Também desaconselha a restrição de alimentos e líquidos durante o trabalho de parto, exames vaginais frequentes e repetidos, feitos por mais de um profissional de saúde, e o uso rotineiro da episiotomia, o corte do períneo para ampliar a vulva.
"A maioria dos hospitais adota essas práticas com todas as gestantes", diz Santos. "Aumentam os riscos e os desperdícios", observa Daphne.
Apesar de todos os prós, "a resistência ao parto humanizado ainda é grande, mesmo entre os obstetras", diz João Batista Marinho de Castro Lima, da maternidade Sofia Feldman, de Belo Horizonte. O hospital foi criado em 1982 seguindo todos os preceitos do nascimento humanizado. Foi a primeira maternidade brasileira a adotar as "doulas", voluntárias treinadas para acompanhar as gestantes durante o parto.
Em São Paulo, o Hospital Santa Marcelina, da zona leste, adotou no mês passada "doulas" voluntárias treinadas.
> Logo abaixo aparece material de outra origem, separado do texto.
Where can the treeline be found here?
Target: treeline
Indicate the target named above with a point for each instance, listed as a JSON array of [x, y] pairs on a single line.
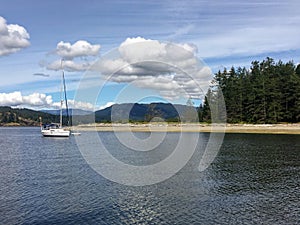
[[268, 92]]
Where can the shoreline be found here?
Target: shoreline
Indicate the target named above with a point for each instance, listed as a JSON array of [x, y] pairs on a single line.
[[193, 127]]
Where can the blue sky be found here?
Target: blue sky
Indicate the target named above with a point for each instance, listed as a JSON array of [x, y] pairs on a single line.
[[221, 33]]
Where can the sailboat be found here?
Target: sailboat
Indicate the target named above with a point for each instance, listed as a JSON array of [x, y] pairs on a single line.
[[54, 129]]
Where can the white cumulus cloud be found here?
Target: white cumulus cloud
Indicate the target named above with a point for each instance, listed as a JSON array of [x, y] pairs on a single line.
[[39, 101], [171, 69], [13, 37], [17, 99], [76, 57], [79, 49]]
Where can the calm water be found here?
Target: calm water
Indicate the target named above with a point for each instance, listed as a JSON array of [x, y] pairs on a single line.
[[254, 180]]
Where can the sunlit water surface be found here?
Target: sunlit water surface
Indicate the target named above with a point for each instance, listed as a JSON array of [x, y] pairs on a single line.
[[254, 180]]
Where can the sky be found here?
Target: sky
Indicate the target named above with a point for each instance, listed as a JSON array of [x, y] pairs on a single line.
[[134, 51]]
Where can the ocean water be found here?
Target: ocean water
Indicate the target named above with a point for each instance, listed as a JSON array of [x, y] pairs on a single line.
[[253, 180]]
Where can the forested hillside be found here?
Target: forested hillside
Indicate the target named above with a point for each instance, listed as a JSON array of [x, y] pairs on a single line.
[[268, 92], [23, 117]]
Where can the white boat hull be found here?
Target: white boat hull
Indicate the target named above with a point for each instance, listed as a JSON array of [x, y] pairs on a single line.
[[58, 132]]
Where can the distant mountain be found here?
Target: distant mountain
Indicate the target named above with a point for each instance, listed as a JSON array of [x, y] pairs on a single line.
[[141, 112], [75, 112], [137, 113], [23, 117]]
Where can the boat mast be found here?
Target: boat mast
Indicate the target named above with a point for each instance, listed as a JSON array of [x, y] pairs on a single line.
[[61, 97]]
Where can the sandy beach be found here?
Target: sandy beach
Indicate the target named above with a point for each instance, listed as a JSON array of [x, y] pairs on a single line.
[[193, 127]]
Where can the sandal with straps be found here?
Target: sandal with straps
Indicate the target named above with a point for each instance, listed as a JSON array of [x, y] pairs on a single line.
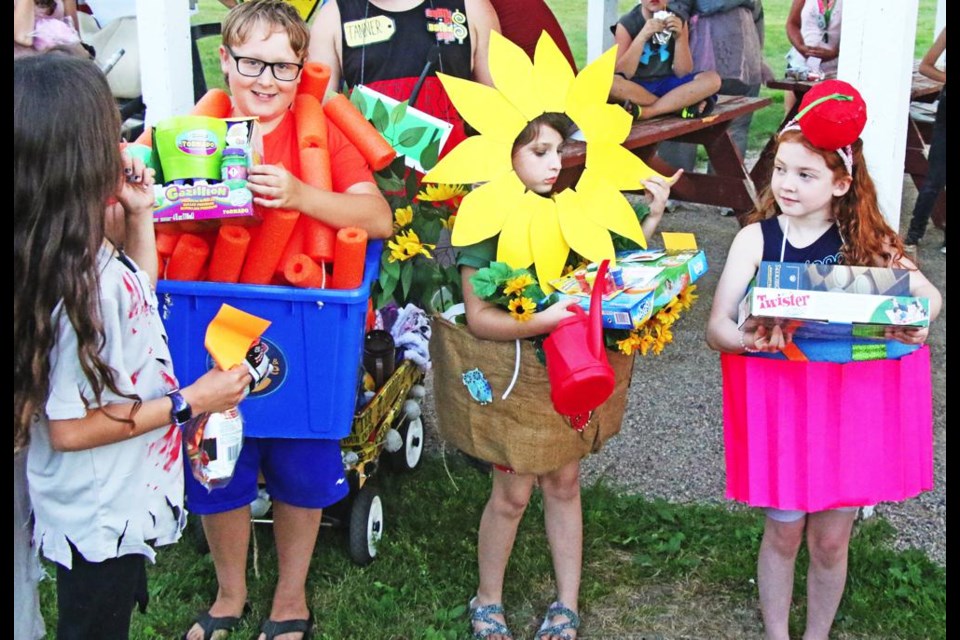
[[480, 614], [572, 622]]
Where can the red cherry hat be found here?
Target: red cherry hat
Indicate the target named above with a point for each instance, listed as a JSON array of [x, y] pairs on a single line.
[[832, 115]]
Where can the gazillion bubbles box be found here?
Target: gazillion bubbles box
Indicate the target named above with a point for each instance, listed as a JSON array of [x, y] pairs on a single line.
[[201, 165]]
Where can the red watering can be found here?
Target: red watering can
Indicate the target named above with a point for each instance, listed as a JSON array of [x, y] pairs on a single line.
[[581, 378]]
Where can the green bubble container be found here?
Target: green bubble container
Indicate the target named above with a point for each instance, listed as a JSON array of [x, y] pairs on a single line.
[[190, 147]]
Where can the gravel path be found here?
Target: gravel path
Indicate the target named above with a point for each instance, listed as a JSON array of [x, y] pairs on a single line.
[[671, 444]]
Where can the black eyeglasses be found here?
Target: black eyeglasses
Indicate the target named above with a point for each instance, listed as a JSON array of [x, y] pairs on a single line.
[[253, 68]]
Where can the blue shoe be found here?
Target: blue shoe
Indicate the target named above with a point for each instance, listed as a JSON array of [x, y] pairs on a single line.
[[480, 614], [548, 629]]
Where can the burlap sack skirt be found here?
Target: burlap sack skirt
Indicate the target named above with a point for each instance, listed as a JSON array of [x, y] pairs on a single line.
[[522, 432]]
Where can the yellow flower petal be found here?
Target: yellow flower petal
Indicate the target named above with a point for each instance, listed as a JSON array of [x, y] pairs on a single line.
[[485, 108], [485, 209], [609, 207], [617, 165], [476, 159], [591, 88], [584, 236], [512, 73], [550, 249], [514, 244], [552, 75]]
Em outra frente, o projeto Qualis, de Saúde da Família, implantou em Sapopemba (região sudeste) a primeira Casa de Parto da rede pública, onde as mulheres dão à luz sem a presença de médicos. Na noite da sexta-feira, Dalvanice Soares da Cunha, 17, se preparava para o nascimento de Ana Carolina com duchas mornas e exercícios.
Em Recife, a ONG Curumim acaba de publicar com o Ministério da Saúde uma cartilha destinada às parteiras tradicionais. "Só em Pernambuco são 3.000 parteiras cadastradas", diz Paula Viana, enfermeira, parteira domiciliar e um das diretoras e fundadoras do Curumim e do Rehuna.